Relire les pages «vertes» de la Bible
Le jour précédant la table ronde, Sébastien Doane a fait parvenir le manuscrit d’un ouvrage à un éditeur. Six chapitres portent sur des textes bibliques peu étudiés, des textes qui contiennent des relations de toutes sortes à l’environnement.

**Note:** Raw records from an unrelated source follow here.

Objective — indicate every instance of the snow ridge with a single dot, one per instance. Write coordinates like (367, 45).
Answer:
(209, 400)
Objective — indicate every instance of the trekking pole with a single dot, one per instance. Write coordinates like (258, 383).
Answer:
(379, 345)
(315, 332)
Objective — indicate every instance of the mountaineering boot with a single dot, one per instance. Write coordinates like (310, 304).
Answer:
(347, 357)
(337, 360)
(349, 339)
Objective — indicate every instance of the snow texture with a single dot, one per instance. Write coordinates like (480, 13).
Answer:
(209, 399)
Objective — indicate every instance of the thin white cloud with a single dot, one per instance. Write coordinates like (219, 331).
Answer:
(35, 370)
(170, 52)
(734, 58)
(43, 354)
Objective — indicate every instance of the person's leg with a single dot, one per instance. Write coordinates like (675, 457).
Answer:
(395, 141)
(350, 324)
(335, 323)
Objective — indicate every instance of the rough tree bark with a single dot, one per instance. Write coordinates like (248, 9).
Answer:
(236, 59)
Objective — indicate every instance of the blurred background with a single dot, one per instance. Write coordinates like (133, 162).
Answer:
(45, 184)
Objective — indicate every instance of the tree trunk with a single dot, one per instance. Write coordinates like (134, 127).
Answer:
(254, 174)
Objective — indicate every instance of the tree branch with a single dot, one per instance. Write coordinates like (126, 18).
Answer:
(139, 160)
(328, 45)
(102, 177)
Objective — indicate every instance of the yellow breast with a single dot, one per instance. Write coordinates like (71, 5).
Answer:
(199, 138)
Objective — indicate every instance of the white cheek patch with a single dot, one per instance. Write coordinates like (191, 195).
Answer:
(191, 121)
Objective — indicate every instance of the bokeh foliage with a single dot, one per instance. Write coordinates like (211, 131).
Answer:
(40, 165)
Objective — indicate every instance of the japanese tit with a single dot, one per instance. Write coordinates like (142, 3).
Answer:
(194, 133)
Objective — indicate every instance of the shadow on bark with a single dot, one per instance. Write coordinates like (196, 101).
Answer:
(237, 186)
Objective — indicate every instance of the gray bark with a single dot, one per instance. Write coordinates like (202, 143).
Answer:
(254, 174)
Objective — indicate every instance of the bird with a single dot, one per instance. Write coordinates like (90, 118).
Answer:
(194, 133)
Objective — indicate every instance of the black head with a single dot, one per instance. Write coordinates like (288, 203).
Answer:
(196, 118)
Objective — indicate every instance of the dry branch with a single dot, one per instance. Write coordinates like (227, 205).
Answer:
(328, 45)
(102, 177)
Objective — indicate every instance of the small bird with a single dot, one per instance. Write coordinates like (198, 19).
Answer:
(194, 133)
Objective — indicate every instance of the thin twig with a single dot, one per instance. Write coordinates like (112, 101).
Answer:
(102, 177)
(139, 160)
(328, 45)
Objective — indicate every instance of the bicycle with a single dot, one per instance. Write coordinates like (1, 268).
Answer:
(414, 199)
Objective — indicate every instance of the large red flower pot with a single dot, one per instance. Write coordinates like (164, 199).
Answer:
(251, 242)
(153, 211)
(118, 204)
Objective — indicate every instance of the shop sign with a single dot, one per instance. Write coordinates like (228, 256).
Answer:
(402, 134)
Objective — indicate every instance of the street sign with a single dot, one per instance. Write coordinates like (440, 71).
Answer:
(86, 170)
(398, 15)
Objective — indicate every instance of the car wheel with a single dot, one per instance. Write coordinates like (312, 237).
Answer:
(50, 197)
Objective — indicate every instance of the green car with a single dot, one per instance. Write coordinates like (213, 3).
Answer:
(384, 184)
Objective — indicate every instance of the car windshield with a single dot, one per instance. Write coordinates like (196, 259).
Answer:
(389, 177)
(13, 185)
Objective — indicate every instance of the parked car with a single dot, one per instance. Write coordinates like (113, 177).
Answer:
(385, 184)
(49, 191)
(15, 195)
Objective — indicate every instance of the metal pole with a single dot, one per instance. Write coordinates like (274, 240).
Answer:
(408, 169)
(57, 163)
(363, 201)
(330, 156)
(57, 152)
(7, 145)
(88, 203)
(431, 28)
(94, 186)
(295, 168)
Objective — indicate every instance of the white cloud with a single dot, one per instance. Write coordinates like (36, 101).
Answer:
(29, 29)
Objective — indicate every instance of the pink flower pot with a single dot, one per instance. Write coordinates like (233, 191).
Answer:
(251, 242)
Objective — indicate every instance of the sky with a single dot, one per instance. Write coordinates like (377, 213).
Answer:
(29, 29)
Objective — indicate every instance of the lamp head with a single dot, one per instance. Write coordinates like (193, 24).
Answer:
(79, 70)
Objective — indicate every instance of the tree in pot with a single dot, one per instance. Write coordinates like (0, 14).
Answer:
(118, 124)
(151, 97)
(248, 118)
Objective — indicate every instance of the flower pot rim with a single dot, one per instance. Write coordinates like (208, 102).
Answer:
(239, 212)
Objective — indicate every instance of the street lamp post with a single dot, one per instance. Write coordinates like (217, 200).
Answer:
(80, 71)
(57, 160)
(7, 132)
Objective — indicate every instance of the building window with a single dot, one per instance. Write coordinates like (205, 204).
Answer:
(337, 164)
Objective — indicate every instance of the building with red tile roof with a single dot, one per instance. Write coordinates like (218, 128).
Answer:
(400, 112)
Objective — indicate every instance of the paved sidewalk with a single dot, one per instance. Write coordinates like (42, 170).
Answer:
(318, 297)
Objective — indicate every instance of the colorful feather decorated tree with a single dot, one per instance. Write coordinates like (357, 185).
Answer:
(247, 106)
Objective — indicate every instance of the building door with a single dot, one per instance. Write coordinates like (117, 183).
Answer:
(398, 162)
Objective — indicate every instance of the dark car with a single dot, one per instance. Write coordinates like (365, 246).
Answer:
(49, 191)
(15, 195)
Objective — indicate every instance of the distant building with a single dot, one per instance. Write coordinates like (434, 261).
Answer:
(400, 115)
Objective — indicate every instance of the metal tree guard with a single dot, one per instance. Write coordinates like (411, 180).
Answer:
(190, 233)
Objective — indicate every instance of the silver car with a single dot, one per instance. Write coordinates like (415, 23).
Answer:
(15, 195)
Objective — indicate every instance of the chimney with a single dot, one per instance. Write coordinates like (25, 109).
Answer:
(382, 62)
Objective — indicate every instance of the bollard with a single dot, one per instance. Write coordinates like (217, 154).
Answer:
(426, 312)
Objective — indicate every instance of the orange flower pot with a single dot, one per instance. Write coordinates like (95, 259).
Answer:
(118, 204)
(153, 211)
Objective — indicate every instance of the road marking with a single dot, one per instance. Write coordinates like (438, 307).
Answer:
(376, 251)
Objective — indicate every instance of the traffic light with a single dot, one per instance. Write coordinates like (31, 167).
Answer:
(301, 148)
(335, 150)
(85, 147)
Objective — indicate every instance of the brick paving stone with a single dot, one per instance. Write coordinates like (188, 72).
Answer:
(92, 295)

Selon lui, les prophètes amènent à réfléchir. «Relire les pages “vertes” de la Bible, dit-il dans une précédente entrevue, permet d’instaurer un dialogue sur les enjeux écologiques.» Critiquant les postures anthropocentriques, celui-ci propose de s’identifier à la nature. Il insiste sur deux poèmes qui célèbrent les beautés de la nature. D’abord le Cantique des cantiques, où sont évoqués la colombe et la brebis, la pomme et le lis, le vin et le miel. Ensuite, le Cantique des créatures, attribué à saint François d’Assise, dans lequel ce dernier célèbre la Création avec ses «frères» le soleil et le feu, et avec ses «sœurs» la lune et l’eau.
Le professeur Doane rappelle que les prophètes vivent dans une société agraire où une très large partie de la population a un rapport direct avec la nature et les animaux. Lorsque survient une sécheresse, par exemple, et cela arrivait assez souvent en Judée, les gens en subissent directement les contrecoups.
En Jérémie, des liens unissent tous les êtres vivants dans leurs souffrances et leur deuil, souligne-t-il. Il parle de «trauma écologique». Il utilise le terme «géo-trauma» pour parler de «la souffrance de la Terre».
«Dieu est très présent dans les textes prophétiques, poursuit-il. Avoir cette perspective peut peut-être nous inciter à sortir de l’anthropocentrisme dans lequel l’humain se croit le maître de tout. Il faut essayer de relativiser cet anthropocentrisme de différentes façons.»
Selon le professeur, il faut voir ces textes très anciens, écrits dans un contexte culturel complètement différent du nôtre, comme une métaphore de dialogue, les nombreux livres qui composent la Bible proposant plusieurs perspectives différentes. «Il y a des ponts, affirme-t-il, qui peuvent être jetés par-dessus ce gouffre de quelques milliers d’années. Les questions existentielles, on les retrouve dans la Bible, que ce soit au sujet de la mort, des catastrophes naturelles, de Dieu. Ces questions intemporelles nous permettent d’entrer en dialogue sur des aspects qui nous intéressent et qui intéressaient aussi les auteurs des livres bibliques.»
Sébastien Doane rapproche le travail des prophètes bibliques de celui d’une activiste écologiste comme Greta Thunberg. «Peut-être que l’important est de dénoncer ce qui ne va pas, avance-t-il, de prendre la parole. Attention: voici ce qui s’en vient! Elle dit: “Notre maison est en feu, je veux que vous réagissiez. Il faut faire quelque chose et susciter un agir maintenant!” Dans l’Ancien Testament, il y a plein de paroles de ce genre. Chez les prophètes, l’important n’est pas seulement de transmettre le message divin. C’est aussi de susciter un changement d’agir pour aller vers quelque chose qui serait éthiquement meilleur.»